"The Misters Butt"
Mister Butt, Mister Butt. Welcome. Good to finally meet the Butts. Or should I say, the Misters Butt.
If someone had told me upon waking this morning "Sir, today you are going to meet the brothers Butt," I would have simply discarded that statement as fanciful monkeyshining. But here you are! Here you are, and here I am in the presence of the the Misters Butt.
Please, sit. Would the Butts care for a refreshment? Perhaps some burritos supreme from the freezer? I am told they are quite delicious. No? No? How about a drink, then. Surely the Misters Butt could not refuse gins and tonic...Fine, fine. Two gins and tonic, coming right up, one each for the Butts.

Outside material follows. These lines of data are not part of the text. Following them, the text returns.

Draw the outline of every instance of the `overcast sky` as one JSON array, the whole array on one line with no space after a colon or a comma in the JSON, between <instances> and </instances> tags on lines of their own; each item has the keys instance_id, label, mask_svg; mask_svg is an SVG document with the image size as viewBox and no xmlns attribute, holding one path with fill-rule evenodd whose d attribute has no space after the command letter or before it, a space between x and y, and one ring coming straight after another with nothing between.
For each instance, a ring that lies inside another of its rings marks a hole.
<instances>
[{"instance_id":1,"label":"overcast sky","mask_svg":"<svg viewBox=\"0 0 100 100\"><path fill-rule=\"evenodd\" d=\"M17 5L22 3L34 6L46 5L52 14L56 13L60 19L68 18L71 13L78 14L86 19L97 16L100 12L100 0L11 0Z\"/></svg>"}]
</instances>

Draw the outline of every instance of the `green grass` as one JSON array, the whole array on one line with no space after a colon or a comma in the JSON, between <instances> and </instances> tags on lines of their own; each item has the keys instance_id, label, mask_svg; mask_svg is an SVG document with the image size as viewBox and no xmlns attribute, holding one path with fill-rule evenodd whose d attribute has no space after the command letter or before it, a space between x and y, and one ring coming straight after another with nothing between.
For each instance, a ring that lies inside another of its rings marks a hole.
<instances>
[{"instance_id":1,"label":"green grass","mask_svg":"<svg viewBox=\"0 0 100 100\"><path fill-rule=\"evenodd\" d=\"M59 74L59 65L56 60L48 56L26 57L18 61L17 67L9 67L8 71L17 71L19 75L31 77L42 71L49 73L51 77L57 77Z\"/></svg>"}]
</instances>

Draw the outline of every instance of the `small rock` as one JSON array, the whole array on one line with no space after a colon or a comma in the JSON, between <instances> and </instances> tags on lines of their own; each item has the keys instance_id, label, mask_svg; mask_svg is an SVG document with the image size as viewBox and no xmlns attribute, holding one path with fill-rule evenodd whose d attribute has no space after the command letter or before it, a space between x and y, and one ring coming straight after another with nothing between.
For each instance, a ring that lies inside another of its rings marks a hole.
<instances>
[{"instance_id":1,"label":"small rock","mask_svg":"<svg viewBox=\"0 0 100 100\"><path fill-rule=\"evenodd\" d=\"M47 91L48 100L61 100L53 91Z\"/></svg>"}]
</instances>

Thank you dear, yes, one each please. And tell your mother thank you from myself and the Misters Butt. No, no, just water for me. My wilder days are behind me, I'm afraid. We Justices of the Peace had our fun when we were upholding the law alongside the likes of you Butts...ah, those halcyon days, fresh out of Harvard, eager to- Ah, well, you must not let an old man meander through creaky memories. But tell me, when your father, God rest his soul, started Butt, Butt and Butt, had you any idea the family Butt would grow to be so influential? Already, you must know, there is talk of putting a Butt on the ballott. Well, we can't have a joint presidency, of course! But one Butt in the whitehouse is better than no Butts at all!